Die abtretende Synodalratspräsidentin stand der ungewöhnlichsten Kantonalkirche des Landes vor. Denn diese vereinigt mit der Evangelisch-Reformierten Kirche Kanton Solothurn (unterer Kantonsteil) und der Bezirkssynode Solothurn (oberer Kantonsteil plus angrenzende Berner Gemeinden) zwei Kirchen unter einem Dach. Neben Sitzungen, Konferenzen und Repräsentationsaufgaben gehörte die Erklärung des komplizierten, weil historisch gewachsenen, Konstrukts für Verena Enzler zum Alltagsgeschäft.

Zugute gekommen ist ihr dabei das Engagement im Kantonsrat 2009-2017. Die Wahl und danach die glanzvolle Wiederwahl als Beste der Partei im Bezirk haben ihr eine Menge Schwung verliehen. «Da habe ich realisiert, wie sehr die Leute mich und mein Engagement schätzen. Ich habe die Menschen gern, verbringe gern Zeit mit ihnen und investiere meine Energie, um Kompromisse zu erarbeiten.
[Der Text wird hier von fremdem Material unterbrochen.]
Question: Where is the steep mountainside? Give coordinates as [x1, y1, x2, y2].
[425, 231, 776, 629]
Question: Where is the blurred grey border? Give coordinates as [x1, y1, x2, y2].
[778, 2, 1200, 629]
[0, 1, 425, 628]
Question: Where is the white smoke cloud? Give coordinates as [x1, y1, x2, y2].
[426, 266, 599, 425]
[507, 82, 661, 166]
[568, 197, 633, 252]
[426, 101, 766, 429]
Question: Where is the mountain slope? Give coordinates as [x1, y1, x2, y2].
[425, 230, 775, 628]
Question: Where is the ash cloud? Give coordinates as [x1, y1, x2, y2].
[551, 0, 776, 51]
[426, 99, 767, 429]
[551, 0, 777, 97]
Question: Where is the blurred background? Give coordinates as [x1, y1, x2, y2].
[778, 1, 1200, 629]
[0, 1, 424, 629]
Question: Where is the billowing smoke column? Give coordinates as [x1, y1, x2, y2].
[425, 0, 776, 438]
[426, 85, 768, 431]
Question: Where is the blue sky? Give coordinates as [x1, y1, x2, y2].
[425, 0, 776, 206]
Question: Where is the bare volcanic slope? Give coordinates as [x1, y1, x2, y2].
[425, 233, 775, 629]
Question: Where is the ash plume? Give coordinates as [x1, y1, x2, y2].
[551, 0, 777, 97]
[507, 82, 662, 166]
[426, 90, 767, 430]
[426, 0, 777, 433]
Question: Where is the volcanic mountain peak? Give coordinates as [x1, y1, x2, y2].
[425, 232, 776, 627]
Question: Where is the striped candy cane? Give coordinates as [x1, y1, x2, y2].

Diese Wahlen waren eine überwältigende Antwort auf meine Bemühungen.»

Die Kirche, die Verena Enzler Ende Jahr ihrer Nachfolgerin Evelyn Borer anvertraut («bin ich gottefroh, ist sie eine Frau!»), ist anders, als Enzler sie vor 17 Jahren übernommen hat: oekumenischer und nahe an den Bedürfnissen der Leute, aber auch kleiner und damit ärmer. «Die Schrumpfung schafft Ängste, aber auch Freiraum, selbst wenn die Kirche damit ihre gesellschaftliche Definitionsmacht aufgeben muss», findet Verena Enzler.

Sie postuliert eine konsequente Ausrichtung auf die Kerngeschäfte Seelsorge und Diakonie: «Die Leistungen, die die Kirche damit in der Gesellschaft erbringt, rechtfertigen die Gelder aus dem Finanzausgleich.» Kirchengebäude seien dagegen zweitrangig «und wir haben das Glück, dass sich bei uns fast alle Gebäude sinnvoll umnutzen lassen».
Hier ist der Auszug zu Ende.